Azriel stared up at the fan blades that
slowly twirled through his hazy field of vision.
They passed through the stale air silently, cutting
slices out of the soft yellow light that spilled from the
fruit of the mechanical flower. The angel-no the fallen-lifted
a hand towards the fan, but paused when the appendage rose
into his field of vision.
Red lines formed a barbed bracelet on his wrist.
At least the handcuffs were off today.
If it was day; it was hard to tell with no windows.
His hand was trembling.
He lowered it to his stomach, and then grimaced as he
unintentionally pressed it into the bruise that stretched
across his skin. The
purple thing seemed to never end, and he began to wonder if
his skin had turned that terrible shade, a few large patches
the only reminder that he’d ever been another color.
Azriel brought his other hand, blackened
with blood blisters, to his left eye, which was mostly swollen
shut. He tested
the skin gently, but couldn’t separate that particular wound
from the draining ache of his entire body.
Nothing hurt that much anymore.
He couldn’t remember if he screamed anymore when they
hurt him. He had
stopped begging them to stop; they would never stop.
He would stay until they grew old and died.
He would have to wait, while they made him dirty over
and over again, because he would not be saved down here in the
dark. This was his punishment, she
was his punishment.
Azriel wanted to laugh at the irony of
his situation, but only started shaking more, his whole body
vibrating against the stone of his cell.
The chain attached to his collar rattled, but just a
little. When she
had found him among the garbage, freezing and hungry, he had
thought she had somehow remembered him and was just returning
the favor. She had not recognized him, but he was certain now,
that even if she had, he would still be lying here on the
floor, staring up at a ceiling fan in a windowless room.
He missed the alley cats that he had met
when he fell. Even
the ones that hissed at him and tried to eat his fingers.
Because when it snowed, they came back, curling around
him, so that they could all keep warm.
Azriel let out a stuttering set of small
squeaks. He tried
to swallow them before they turned into liquid and spilled
down his cheeks, but there were just too many.
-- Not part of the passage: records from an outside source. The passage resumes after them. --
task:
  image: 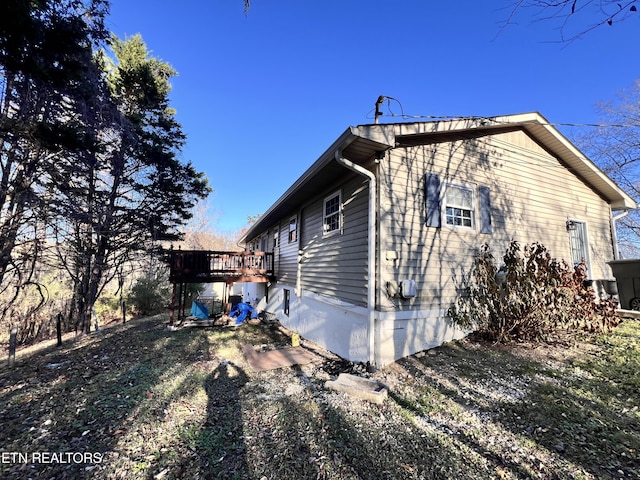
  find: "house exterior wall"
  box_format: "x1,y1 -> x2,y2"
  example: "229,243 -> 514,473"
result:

He buried his face in the crook of his arm to muffle
the sounds; he didn’t want to risk attracting their
attention by making any noise.
He didn’t want to hear the door creak
open, see the ceiling fan blotted out by Jener’s sharp
smile, he did not want to feel-
Azriel didn’t know where he had found
the energy to scramble into a back corner of the room, making
himself as small as possible.
He was pulling air into his mouth, but it would just
come right back out, never quite managing to make it to his
lungs. He grabbed
at the metal around his neck, scratching it, dragging his
blistered fingers across the smooth, cold surface.
He wanted to stop the frantic twitching, but his hands
did not obey him. He
was coming he was coming he was coming
Eventually, Azriel became aware of the
fact that he was watching the pale light on the floor being
chased around by a dark bar that moved like the hand of a
clock. Slowly,
Azriel’s naked body relaxed; shoulders drooping, breathing
slowing, but he did not uncurl from his huddled position.
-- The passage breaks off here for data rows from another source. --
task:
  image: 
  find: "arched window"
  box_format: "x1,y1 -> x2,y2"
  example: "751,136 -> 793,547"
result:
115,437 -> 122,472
The burst of energy panic had given him, evaporated
into the stale air.
He was hungry.
He felt sick with the need for something beyond the
putrid air to fill his stomach.
It was the first lesson he’d learned about his
physical body when he fell: even though he didn’t need to
eat to survive, the gnawing ache made him acutely aware of the
elemental imbalance. He
had been eating dirt when she found him, unable to bring
himself to sift through the sour smelling garbage bins as he
had seen humans do it.
Mishu did feed him occasionally: water,
and bits of bread. Sometimes
she would make him sandwiches, or let him eat until he puked.
At first he thought she was being kind, but she really
only did it to remind him of what he was missing.
After those binges there would be indeterminable
stretches of time where he would feel his flesh cage dying
over and over again from starvation. He had begun to fear the
days where she would let him eat.
Reading the goose bumps on his arms with
the tips of his fingers, Azriel tried to recall how he could
have ever felt new and naked under several layers of clothing.
At first, the contact with the world in his new body
left him vomiting. Every
little touch: brushing up against a building, the feeling of
the clothing he wore, felt like he was wading through sewage.
Now he felt naked and helpless without clothing; how
could those simple little things felt so painful?
There were much worse sensations.
She had touched his wings.
Azriel clamped his hand over his mouth to
help hold back the bile that rose, stinging his throat at the
thought. Even his
wings, the core of him, had been dulled by her probing, harsh
hands. She could
invade even that secret, special part of him.
Azriel shook his head, trying to jostle his thoughts
loose so that they could fall back into the forgetful
darkness. The
darkness did open up, burning black stars in his vision.
Think of something nice, something
nice… Heaven. There
was a time when he had been not awake and Morpheus had visited
him on the edge of his realm.
He had kissed Azriel on the forehead and the
White
City
had risen out of the darkness to glow around them.
The city was eerily quiet, but its light burned away
the dirt ground into the fallen angel’s skin.